Please address correspondence to: A.H.Smith, Department of Psychology, University of Houston 126 Heyne Bldg., Houston, TX, 77204-5022. E-mail: ahsmith2@uh.edu

Abstract

Objective(s):

Treatment credibility and client satisfaction have received relatively little research attention, but extant findings indicate that some clients and therapists differ in their perceptions of what is helpful about therapy, with greater divergence related to poorer outcomes. This study examined relationships between treatment credibility, perceptions of therapy helpfulness, and treatment response.

Method:

Participants were 48 individuals (60.4% female; 53.2% Caucasian; mean age 32.79 years) with an anxiety disorder diagnosis.

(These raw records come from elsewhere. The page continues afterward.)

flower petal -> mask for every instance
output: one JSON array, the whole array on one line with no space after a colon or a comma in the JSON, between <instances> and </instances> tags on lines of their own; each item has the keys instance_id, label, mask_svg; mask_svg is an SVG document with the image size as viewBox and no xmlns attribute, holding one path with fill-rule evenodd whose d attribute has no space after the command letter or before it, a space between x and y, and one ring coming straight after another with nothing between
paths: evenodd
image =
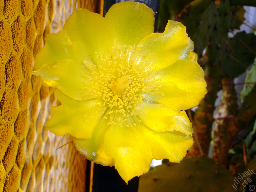
<instances>
[{"instance_id":1,"label":"flower petal","mask_svg":"<svg viewBox=\"0 0 256 192\"><path fill-rule=\"evenodd\" d=\"M143 60L148 60L152 63L151 67L157 69L167 67L179 59L188 58L190 54L193 55L193 60L197 59L193 51L194 44L188 36L186 27L172 20L168 21L164 33L145 37L137 48L135 55Z\"/></svg>"},{"instance_id":2,"label":"flower petal","mask_svg":"<svg viewBox=\"0 0 256 192\"><path fill-rule=\"evenodd\" d=\"M153 85L161 87L145 99L180 110L195 107L207 92L204 75L196 62L179 60L156 74Z\"/></svg>"},{"instance_id":3,"label":"flower petal","mask_svg":"<svg viewBox=\"0 0 256 192\"><path fill-rule=\"evenodd\" d=\"M171 162L179 162L193 143L191 135L175 131L155 131L145 126L138 127L150 144L153 158L155 159L167 158Z\"/></svg>"},{"instance_id":4,"label":"flower petal","mask_svg":"<svg viewBox=\"0 0 256 192\"><path fill-rule=\"evenodd\" d=\"M115 168L126 183L148 171L152 159L149 144L137 126L113 125L105 134L106 154L114 159Z\"/></svg>"},{"instance_id":5,"label":"flower petal","mask_svg":"<svg viewBox=\"0 0 256 192\"><path fill-rule=\"evenodd\" d=\"M105 110L101 101L74 100L57 89L55 94L62 104L52 107L46 128L57 136L69 134L78 138L90 138Z\"/></svg>"},{"instance_id":6,"label":"flower petal","mask_svg":"<svg viewBox=\"0 0 256 192\"><path fill-rule=\"evenodd\" d=\"M154 14L153 10L144 4L126 1L112 6L105 18L116 32L115 44L135 48L143 37L154 32Z\"/></svg>"},{"instance_id":7,"label":"flower petal","mask_svg":"<svg viewBox=\"0 0 256 192\"><path fill-rule=\"evenodd\" d=\"M50 66L63 59L71 59L80 63L90 60L77 43L70 41L66 31L51 33L45 38L45 45L37 55L35 67L38 69L45 63Z\"/></svg>"},{"instance_id":8,"label":"flower petal","mask_svg":"<svg viewBox=\"0 0 256 192\"><path fill-rule=\"evenodd\" d=\"M76 9L67 20L63 29L71 41L82 47L96 59L97 54L108 50L113 45L113 27L104 18L86 9Z\"/></svg>"},{"instance_id":9,"label":"flower petal","mask_svg":"<svg viewBox=\"0 0 256 192\"><path fill-rule=\"evenodd\" d=\"M89 139L73 138L76 147L87 159L95 163L111 167L114 165L114 159L105 154L104 142L105 133L109 127L107 125L109 121L109 120L102 119Z\"/></svg>"},{"instance_id":10,"label":"flower petal","mask_svg":"<svg viewBox=\"0 0 256 192\"><path fill-rule=\"evenodd\" d=\"M51 66L44 65L33 74L39 76L45 85L58 89L73 99L95 98L93 82L86 72L90 70L70 59L61 60Z\"/></svg>"},{"instance_id":11,"label":"flower petal","mask_svg":"<svg viewBox=\"0 0 256 192\"><path fill-rule=\"evenodd\" d=\"M137 108L142 113L138 114L142 123L157 131L179 131L192 134L192 124L186 112L168 109L159 104L143 103Z\"/></svg>"}]
</instances>

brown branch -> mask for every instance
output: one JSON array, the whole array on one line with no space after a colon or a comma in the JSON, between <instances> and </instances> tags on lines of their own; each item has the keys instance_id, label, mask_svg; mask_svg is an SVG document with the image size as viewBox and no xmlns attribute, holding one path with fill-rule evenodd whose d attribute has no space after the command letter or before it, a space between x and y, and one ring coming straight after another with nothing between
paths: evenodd
<instances>
[{"instance_id":1,"label":"brown branch","mask_svg":"<svg viewBox=\"0 0 256 192\"><path fill-rule=\"evenodd\" d=\"M231 47L231 46L230 46L230 45L229 44L228 42L227 41L227 40L226 40L226 39L225 39L225 38L222 35L222 34L221 34L221 33L220 33L220 31L219 30L218 28L217 29L217 30L218 31L218 33L219 33L219 34L220 35L220 36L221 36L222 38L223 39L223 40L224 40L225 42L226 43L226 44L228 45L228 47L229 47L229 48L234 53L235 52L234 51L234 50L233 50L233 49L232 48L232 47Z\"/></svg>"},{"instance_id":2,"label":"brown branch","mask_svg":"<svg viewBox=\"0 0 256 192\"><path fill-rule=\"evenodd\" d=\"M252 30L255 30L255 28L253 28L253 27L251 27L251 26L250 26L249 25L247 25L247 24L246 23L245 23L243 22L242 21L241 21L241 20L240 20L239 19L238 19L237 18L236 18L234 17L234 16L233 16L233 15L230 15L230 14L228 14L228 13L227 12L226 12L226 13L227 13L227 15L229 16L230 16L230 17L232 17L232 18L233 18L233 19L236 19L236 20L238 21L238 22L240 22L240 23L241 23L242 24L244 24L244 25L246 25L247 26L247 27L249 27Z\"/></svg>"},{"instance_id":3,"label":"brown branch","mask_svg":"<svg viewBox=\"0 0 256 192\"><path fill-rule=\"evenodd\" d=\"M59 147L59 148L58 148L57 149L56 149L56 150L57 150L58 149L59 149L59 148L61 148L62 147L63 147L63 146L65 146L66 145L67 145L68 144L69 144L69 143L71 143L71 142L73 142L73 140L72 139L71 141L69 141L68 142L66 143L65 143L65 144L64 144L64 145L62 145L60 147Z\"/></svg>"}]
</instances>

Participants completed a 12-week transdiagnostic treatment protocol; treatment credibility was rated after session 2, and treatment component helpfulness was rated posttreatment.

Results:

Treatment response was significantly correlated with perceived helpfulness of cognitive restructuring and exposure techniques, but not treatment credibility. Treatment responders recognized the helpfulness of factors considered to be important therapeutic processes.

Conclusions:

Findings emphasize the importance of client perceptions of cognitive and behavioral techniques in treatment and suggest the need to monitor client perceptions throughout the treatment process.